CD5-deleted Chimeric Antigen Receptor Cells (Senza5 CART5) for T Cell Non-Hodgkin Lymphoma (NHL)

Inclusion Criteria

• Histologically or cytologically confirmed relapsed or refractory (r/r) CD5-positive nodal peripheral T-cell lymphoma (such as peripheral T-cell lymphoma-not otherwise specified (PTCL-NOS), nodal T-cell lymphomas with T-follicular helper (TFH) phenotype, including follicular T cell lymphoma, angioimmunoblastic lymphoma, or anaplastic large cell lymphoma) or other non-leukemic CD5+ aggressive mature T cell lymphomas (such as enteropathy-associated T cell lymphoma, monomorphic epitheliotropic intestinal T cell lymphoma, transformed mycosis fungoides, primary cutaneous aggressive epidermotropic CD8+ cytotoxic T-cell lymphoma, primary cutaneous insert gamma delta symbols lymphoma, or subcutaneous panniculitis like T cell lymphoma).
• ≥50% expression of CD5 on flow cytometry or IHC on malignant cells on the most recent biopsy
• Must have received at least one line of prior systemic therapy for their lymphoma; participants with anaplastic large cell lymphoma (ALCL) must have received prior brentuximab unless there was a contraindication to brentuximab.
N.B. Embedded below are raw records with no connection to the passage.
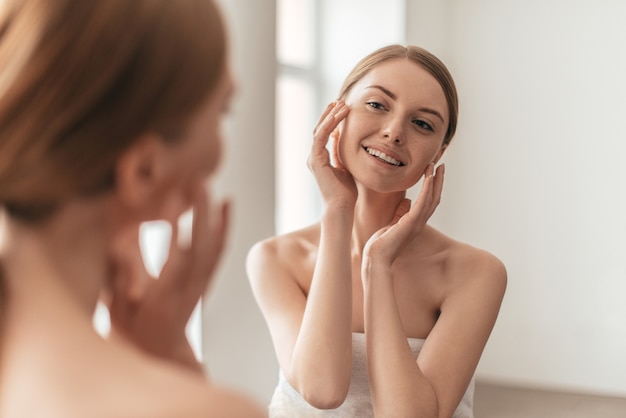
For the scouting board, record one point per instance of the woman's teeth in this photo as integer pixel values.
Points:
(383, 156)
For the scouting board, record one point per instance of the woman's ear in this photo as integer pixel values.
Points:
(440, 153)
(139, 172)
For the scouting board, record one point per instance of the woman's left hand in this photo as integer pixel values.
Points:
(408, 222)
(152, 313)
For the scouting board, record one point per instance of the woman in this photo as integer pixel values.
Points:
(371, 310)
(109, 116)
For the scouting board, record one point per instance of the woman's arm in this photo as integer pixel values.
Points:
(312, 332)
(433, 385)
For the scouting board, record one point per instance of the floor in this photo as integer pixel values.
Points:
(492, 401)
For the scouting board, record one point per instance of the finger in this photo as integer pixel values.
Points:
(322, 118)
(335, 147)
(402, 208)
(425, 195)
(438, 185)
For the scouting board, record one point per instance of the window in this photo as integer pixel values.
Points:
(318, 42)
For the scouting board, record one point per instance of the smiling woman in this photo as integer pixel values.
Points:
(371, 310)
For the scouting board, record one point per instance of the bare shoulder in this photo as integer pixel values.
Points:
(93, 378)
(287, 253)
(469, 266)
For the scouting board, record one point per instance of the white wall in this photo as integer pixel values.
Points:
(536, 175)
(236, 343)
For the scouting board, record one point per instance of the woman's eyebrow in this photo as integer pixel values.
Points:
(384, 90)
(394, 97)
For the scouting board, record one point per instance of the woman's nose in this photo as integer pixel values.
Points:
(393, 131)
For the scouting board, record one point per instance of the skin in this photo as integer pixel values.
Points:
(56, 272)
(374, 265)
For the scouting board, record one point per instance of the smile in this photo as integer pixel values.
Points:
(384, 157)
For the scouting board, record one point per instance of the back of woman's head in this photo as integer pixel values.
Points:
(421, 57)
(81, 80)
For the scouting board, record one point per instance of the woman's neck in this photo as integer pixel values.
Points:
(372, 212)
(56, 263)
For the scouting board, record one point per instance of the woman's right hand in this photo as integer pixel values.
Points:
(335, 182)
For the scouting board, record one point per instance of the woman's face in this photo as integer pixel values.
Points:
(192, 159)
(395, 128)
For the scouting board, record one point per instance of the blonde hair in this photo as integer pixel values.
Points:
(81, 80)
(421, 57)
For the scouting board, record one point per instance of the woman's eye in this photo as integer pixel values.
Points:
(423, 125)
(375, 105)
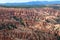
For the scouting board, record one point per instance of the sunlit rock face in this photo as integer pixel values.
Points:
(29, 24)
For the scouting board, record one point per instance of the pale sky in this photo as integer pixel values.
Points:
(16, 1)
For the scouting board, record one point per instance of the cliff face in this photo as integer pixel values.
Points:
(29, 24)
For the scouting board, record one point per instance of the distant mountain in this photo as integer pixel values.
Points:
(32, 3)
• Evaluable disease defined by at least one lesion that can be measured in least 1 dimension and measures at least 1.5 cm in its longest dimension by CT or PET scan, or bone/bone marrow involvement, or skin involvement.
• No circulating CD5+ malignant cells identified by peripheral blood flow cytometry must be present.

Exclusion Criteria

• Pregnant or lactating (nursing) women.
• HIV infection.
• Concurrent use of systemic steroids or immunosuppressant medications.
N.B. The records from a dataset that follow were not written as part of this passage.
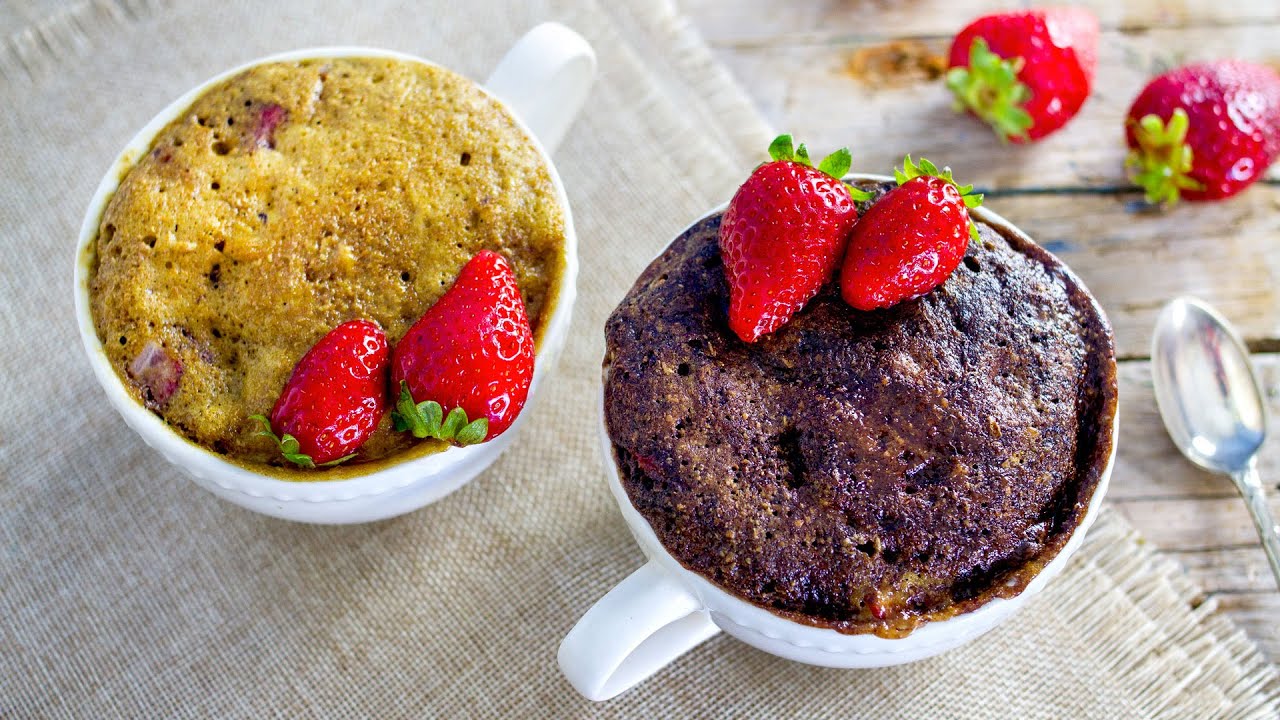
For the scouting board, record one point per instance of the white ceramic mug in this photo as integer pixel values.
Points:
(543, 82)
(662, 610)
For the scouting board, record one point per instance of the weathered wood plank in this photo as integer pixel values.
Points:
(1229, 570)
(885, 99)
(1150, 468)
(1225, 253)
(764, 22)
(1193, 523)
(1258, 614)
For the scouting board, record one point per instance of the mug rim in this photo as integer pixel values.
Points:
(206, 465)
(926, 639)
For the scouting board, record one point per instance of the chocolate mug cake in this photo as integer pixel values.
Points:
(864, 472)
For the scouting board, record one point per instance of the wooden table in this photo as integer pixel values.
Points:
(865, 74)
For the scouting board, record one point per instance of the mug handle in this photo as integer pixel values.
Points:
(639, 627)
(544, 80)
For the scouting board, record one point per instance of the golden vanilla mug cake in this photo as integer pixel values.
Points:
(297, 196)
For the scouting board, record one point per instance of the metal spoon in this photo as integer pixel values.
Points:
(1211, 404)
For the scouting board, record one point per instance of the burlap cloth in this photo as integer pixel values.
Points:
(127, 591)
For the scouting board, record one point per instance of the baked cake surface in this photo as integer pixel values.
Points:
(864, 472)
(296, 196)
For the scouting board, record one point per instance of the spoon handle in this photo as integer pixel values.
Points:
(1251, 487)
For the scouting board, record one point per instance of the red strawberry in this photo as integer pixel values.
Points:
(334, 399)
(1025, 73)
(1205, 131)
(910, 240)
(471, 354)
(782, 236)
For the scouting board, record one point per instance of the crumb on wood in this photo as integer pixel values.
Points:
(900, 62)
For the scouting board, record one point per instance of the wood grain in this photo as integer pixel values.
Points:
(822, 94)
(864, 73)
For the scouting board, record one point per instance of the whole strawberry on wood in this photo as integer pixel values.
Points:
(1203, 131)
(910, 240)
(782, 235)
(334, 397)
(1027, 72)
(464, 369)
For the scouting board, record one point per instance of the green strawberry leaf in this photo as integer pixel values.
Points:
(474, 432)
(990, 89)
(426, 419)
(288, 445)
(924, 168)
(406, 415)
(858, 194)
(338, 461)
(803, 155)
(432, 415)
(781, 147)
(1162, 162)
(837, 163)
(453, 422)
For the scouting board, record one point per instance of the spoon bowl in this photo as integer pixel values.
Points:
(1207, 393)
(1212, 404)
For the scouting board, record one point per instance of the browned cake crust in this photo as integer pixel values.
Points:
(864, 472)
(296, 196)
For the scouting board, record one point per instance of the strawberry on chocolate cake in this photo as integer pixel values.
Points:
(864, 470)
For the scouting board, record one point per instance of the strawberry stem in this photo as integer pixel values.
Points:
(784, 149)
(990, 89)
(924, 168)
(1162, 162)
(289, 449)
(426, 419)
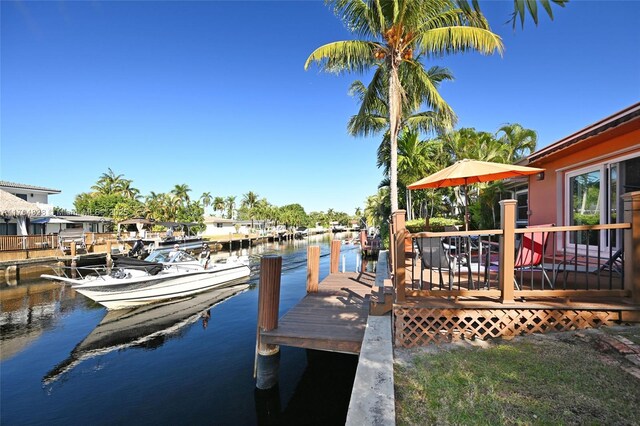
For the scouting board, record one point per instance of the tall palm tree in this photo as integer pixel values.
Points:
(218, 204)
(250, 201)
(181, 192)
(519, 9)
(108, 183)
(398, 31)
(518, 141)
(128, 191)
(230, 205)
(206, 198)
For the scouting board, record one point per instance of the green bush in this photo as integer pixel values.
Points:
(586, 219)
(437, 224)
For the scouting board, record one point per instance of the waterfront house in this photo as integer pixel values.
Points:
(574, 263)
(20, 203)
(586, 175)
(218, 226)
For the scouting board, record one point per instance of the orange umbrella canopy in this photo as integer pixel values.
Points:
(465, 172)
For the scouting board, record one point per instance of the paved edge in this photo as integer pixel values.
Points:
(372, 397)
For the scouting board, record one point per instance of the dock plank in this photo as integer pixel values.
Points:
(334, 319)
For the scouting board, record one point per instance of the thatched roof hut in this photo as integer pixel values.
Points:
(12, 206)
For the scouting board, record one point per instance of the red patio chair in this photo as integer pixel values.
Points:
(531, 253)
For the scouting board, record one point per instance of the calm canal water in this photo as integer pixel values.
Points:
(66, 360)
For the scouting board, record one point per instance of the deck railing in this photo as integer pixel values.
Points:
(504, 264)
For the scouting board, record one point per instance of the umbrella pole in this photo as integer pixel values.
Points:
(466, 208)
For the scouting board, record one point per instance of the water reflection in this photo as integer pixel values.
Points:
(146, 326)
(26, 311)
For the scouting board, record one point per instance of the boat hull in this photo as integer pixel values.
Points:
(161, 287)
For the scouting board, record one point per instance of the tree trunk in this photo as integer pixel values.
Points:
(395, 110)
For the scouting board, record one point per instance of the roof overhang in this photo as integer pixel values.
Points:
(619, 123)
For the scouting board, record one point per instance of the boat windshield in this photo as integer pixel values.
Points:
(170, 256)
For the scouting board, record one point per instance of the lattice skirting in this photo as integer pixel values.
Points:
(421, 326)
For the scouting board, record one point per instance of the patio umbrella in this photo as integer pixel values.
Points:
(465, 172)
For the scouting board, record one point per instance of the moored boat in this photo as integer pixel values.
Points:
(131, 282)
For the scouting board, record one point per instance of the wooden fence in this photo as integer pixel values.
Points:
(501, 292)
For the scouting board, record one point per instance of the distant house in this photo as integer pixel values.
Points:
(585, 176)
(25, 210)
(218, 226)
(20, 203)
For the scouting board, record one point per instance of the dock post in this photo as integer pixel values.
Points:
(74, 266)
(267, 355)
(313, 268)
(12, 275)
(335, 255)
(109, 260)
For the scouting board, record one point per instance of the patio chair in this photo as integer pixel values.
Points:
(434, 256)
(531, 254)
(613, 265)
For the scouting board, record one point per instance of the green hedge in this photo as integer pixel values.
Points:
(586, 219)
(437, 224)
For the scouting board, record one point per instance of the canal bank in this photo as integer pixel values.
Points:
(193, 373)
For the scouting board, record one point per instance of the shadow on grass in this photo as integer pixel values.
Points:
(562, 378)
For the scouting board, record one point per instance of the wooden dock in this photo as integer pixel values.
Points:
(333, 319)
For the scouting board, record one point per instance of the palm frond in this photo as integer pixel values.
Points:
(344, 56)
(358, 16)
(460, 39)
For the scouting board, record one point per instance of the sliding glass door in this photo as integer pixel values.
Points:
(593, 197)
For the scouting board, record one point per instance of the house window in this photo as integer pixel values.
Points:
(593, 197)
(522, 208)
(584, 207)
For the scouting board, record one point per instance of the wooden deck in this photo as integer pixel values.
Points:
(333, 319)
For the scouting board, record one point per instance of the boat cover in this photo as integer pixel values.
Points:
(152, 268)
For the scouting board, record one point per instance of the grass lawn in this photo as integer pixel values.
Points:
(561, 378)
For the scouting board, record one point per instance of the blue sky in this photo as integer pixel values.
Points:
(214, 94)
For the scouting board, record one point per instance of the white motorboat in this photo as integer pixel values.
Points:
(132, 282)
(144, 326)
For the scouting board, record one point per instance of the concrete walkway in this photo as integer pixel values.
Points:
(372, 398)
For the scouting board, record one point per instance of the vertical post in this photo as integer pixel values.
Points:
(631, 248)
(335, 255)
(507, 249)
(109, 260)
(399, 267)
(268, 355)
(313, 268)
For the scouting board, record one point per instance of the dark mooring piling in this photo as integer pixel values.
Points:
(267, 355)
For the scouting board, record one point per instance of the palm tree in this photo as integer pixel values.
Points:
(218, 204)
(206, 199)
(230, 205)
(181, 192)
(250, 201)
(108, 183)
(518, 141)
(519, 9)
(128, 191)
(398, 31)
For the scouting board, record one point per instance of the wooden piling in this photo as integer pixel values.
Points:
(267, 355)
(335, 255)
(74, 267)
(109, 259)
(313, 268)
(507, 248)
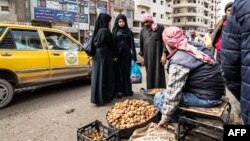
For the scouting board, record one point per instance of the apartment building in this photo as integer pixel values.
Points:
(160, 9)
(10, 13)
(196, 15)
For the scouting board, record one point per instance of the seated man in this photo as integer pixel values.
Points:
(194, 78)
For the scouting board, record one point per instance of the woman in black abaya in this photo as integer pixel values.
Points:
(124, 45)
(102, 80)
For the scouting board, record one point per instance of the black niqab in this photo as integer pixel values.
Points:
(102, 21)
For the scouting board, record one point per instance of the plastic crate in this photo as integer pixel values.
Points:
(111, 134)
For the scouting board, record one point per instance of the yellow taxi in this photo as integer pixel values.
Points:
(31, 56)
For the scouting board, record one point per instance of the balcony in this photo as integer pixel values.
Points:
(186, 14)
(137, 16)
(144, 3)
(180, 5)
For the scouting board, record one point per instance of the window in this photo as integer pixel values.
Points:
(4, 8)
(41, 3)
(58, 41)
(154, 14)
(26, 39)
(7, 42)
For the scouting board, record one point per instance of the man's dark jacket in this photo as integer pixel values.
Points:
(235, 55)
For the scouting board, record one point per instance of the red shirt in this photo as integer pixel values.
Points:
(218, 38)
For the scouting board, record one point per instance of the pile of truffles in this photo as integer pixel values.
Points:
(95, 135)
(130, 113)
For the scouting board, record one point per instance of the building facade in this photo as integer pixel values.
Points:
(9, 12)
(160, 9)
(196, 15)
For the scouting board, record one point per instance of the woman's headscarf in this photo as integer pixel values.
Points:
(102, 21)
(175, 39)
(146, 17)
(116, 25)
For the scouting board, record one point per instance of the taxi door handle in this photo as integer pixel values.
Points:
(6, 54)
(56, 54)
• Any uncontrolled active medical disorder that would preclude participation as outlined.
• History of immunodeficiency.
• History of prior chimeric antigen receptor therapy (CAR T), autologous or syngeneic HCT <100 days from transplant at the time of cell infusion or previous allo-HCT.
• Active and/or systemic inflammatory or autoimmune diseases.
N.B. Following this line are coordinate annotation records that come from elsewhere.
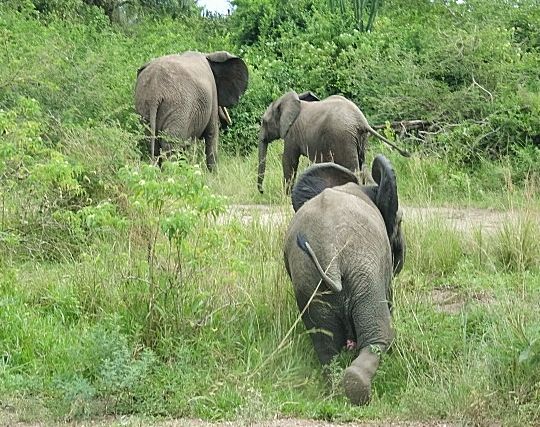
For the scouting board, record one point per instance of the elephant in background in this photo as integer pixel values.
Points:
(185, 96)
(331, 130)
(344, 244)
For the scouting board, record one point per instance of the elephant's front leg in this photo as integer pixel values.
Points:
(289, 161)
(211, 135)
(327, 332)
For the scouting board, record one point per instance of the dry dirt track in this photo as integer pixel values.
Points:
(183, 422)
(462, 219)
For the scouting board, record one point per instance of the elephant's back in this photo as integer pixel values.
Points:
(180, 86)
(341, 226)
(167, 72)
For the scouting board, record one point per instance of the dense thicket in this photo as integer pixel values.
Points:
(470, 68)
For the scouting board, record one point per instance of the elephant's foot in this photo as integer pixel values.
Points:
(357, 386)
(357, 377)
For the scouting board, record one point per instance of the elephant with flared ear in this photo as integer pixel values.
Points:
(342, 249)
(331, 130)
(185, 96)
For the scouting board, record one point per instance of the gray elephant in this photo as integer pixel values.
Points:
(331, 130)
(184, 96)
(343, 245)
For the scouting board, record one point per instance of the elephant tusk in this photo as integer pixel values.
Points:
(225, 115)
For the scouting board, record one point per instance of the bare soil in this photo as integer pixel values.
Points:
(187, 422)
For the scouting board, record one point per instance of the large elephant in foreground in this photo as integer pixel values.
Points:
(184, 96)
(331, 130)
(342, 248)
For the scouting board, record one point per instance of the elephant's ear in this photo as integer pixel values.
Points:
(231, 75)
(288, 107)
(318, 177)
(386, 197)
(308, 96)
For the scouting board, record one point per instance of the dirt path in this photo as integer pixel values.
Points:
(185, 422)
(463, 219)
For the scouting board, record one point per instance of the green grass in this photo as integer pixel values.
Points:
(422, 180)
(79, 339)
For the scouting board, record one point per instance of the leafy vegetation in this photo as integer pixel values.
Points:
(126, 289)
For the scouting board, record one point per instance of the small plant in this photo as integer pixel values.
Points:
(172, 203)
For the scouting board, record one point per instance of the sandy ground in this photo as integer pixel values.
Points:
(462, 219)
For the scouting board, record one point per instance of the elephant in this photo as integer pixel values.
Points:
(342, 248)
(185, 96)
(331, 130)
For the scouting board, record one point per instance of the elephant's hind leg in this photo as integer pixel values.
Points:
(210, 136)
(357, 377)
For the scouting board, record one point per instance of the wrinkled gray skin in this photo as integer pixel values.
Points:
(331, 130)
(183, 96)
(348, 238)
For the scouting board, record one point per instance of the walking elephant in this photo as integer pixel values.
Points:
(186, 95)
(331, 130)
(344, 244)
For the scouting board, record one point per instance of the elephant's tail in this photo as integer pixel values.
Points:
(306, 247)
(153, 131)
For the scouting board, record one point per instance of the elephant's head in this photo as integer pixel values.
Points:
(276, 123)
(383, 194)
(231, 76)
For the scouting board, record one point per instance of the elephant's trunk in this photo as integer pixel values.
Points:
(263, 146)
(383, 139)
• Signs or symptoms indicative of active CNS involvement.
• Known history or prior diagnosis of optic neuritis or other immunologic or inflammatory disease affecting the central nervous system, and unrelated to lymphoma or previous lymphoma treatment.
• Clinically apparent arrhythmia, or arrhythmias that are not stable on medical management
• Current participation in or prior participation in a study of an investigational agent or using an investigational device within 2 weeks of the first dose of treatment.
• Prior monoclonal antibody therapy within 4 weeks prior to study Day 1
• Prior use of alemtuzumab
• Prior chemotherapy targeted small molecule therapy, or radiation therapy within 2 weeks prior to study Day 1
• Uncontrolled active infection requiring systemic therapy.
• Circulating CD5+ malignant cells identified by peripheral blood flow cytometry present.
• Active and/or systemic inflammatory or autoimmune diseases.